Elizabeth* is a working mother in her early forties with a Master’s degree in Design, but for the last three years, she and her family have been homeless in Hackney. She is one of the rising number of professionals with children who have been forced into hostels due to a combination of soaring London rents and frozen wages.
The Institute for Fiscal Studies released a report last October revealing that on average Londoners spend around 40 per cent of their income on rent alone, compared to 28 per cent elsewhere in the country. The report also revealed that in 2008, the amount of income spent on private renting sharply increased by more than five per cent. This is around the same time Elizabeth said she noticed a change in the renting market.
She and her husband initially had a nice one-bedroom flat in Hackney, a car, and felt comfortably well off. But the arrival of their child four years ago changed everything.
“We had a good standard of living,” Elizabeth told EastLondonLines. “I never thought for one moment that we wouldn’t be able to care for our daughter.”
But with Elizabeth out of work, the family were down to one pay cheque and so sought help from the council with their rent while she was on maternity leave. Only, she discovered that her family were entitled to nothing.
“The person I spoke to mentioned that many families were moving out of London for cheaper rent.

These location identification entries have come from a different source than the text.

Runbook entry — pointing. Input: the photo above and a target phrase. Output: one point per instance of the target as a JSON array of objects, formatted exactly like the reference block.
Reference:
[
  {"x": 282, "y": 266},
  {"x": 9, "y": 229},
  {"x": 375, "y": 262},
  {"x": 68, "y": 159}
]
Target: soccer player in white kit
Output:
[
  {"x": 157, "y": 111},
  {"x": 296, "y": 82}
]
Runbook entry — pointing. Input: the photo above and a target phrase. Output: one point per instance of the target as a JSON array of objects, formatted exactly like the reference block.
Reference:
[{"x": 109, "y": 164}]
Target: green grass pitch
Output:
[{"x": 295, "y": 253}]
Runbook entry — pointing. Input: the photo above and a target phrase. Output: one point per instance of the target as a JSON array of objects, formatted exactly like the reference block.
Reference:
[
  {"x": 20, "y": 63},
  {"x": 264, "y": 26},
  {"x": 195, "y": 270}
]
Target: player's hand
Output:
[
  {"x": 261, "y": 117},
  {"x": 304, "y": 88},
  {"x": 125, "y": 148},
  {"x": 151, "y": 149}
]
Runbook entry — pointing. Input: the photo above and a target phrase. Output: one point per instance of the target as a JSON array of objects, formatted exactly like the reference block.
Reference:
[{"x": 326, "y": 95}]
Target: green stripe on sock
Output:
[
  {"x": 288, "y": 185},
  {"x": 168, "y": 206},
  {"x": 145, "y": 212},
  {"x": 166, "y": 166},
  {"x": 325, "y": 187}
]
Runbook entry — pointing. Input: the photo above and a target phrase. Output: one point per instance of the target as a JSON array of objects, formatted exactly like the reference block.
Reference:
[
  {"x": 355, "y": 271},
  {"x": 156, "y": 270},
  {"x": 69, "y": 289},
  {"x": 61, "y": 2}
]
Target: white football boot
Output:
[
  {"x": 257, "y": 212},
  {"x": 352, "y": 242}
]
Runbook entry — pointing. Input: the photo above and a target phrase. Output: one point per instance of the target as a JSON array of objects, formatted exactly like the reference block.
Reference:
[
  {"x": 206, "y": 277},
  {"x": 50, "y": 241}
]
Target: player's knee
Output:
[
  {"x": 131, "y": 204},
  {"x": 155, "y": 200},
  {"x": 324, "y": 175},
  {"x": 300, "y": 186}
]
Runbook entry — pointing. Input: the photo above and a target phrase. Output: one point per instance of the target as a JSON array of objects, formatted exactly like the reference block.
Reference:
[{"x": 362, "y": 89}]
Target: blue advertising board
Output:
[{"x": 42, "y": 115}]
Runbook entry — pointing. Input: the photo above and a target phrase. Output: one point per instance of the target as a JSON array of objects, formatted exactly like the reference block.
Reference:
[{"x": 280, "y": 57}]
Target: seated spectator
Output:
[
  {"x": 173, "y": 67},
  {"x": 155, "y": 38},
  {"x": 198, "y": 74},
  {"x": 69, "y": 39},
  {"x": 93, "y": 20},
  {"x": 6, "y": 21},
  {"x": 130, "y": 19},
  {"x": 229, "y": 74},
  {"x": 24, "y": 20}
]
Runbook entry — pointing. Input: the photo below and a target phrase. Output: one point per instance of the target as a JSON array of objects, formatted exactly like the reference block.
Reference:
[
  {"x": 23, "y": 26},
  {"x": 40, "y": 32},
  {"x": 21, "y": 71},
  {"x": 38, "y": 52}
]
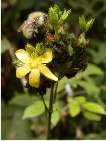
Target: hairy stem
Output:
[
  {"x": 55, "y": 92},
  {"x": 50, "y": 112}
]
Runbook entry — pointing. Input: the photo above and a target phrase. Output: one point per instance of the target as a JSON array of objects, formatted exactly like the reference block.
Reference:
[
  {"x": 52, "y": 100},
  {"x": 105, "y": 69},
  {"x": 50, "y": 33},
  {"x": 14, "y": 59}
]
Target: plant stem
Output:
[
  {"x": 55, "y": 92},
  {"x": 46, "y": 108},
  {"x": 50, "y": 111}
]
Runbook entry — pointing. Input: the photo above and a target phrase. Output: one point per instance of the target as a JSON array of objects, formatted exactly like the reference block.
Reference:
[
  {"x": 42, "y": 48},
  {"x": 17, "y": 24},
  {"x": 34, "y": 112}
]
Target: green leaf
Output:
[
  {"x": 64, "y": 17},
  {"x": 91, "y": 116},
  {"x": 23, "y": 100},
  {"x": 92, "y": 70},
  {"x": 34, "y": 110},
  {"x": 53, "y": 16},
  {"x": 74, "y": 107},
  {"x": 94, "y": 107},
  {"x": 40, "y": 49},
  {"x": 80, "y": 99},
  {"x": 30, "y": 49},
  {"x": 89, "y": 87},
  {"x": 5, "y": 45}
]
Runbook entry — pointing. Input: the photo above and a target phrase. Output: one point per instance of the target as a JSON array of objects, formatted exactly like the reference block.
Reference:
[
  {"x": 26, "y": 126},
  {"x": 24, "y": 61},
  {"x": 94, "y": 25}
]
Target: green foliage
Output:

It felt unprofessional and so wrong but that’s what we did.”
Her husband was offered a job in Surrey, which included a flat near his workplace. As a result, they were forced to prematurely end their tenancy in Hackney, which lost them their deposit, and were told they had to continue paying council tax to Hackney for the remainder of the year.
After three months in Surrey, her husband had not been paid. His new boss had conned him into working for free, meaning the family had to use the remainder of their savings to live during that time.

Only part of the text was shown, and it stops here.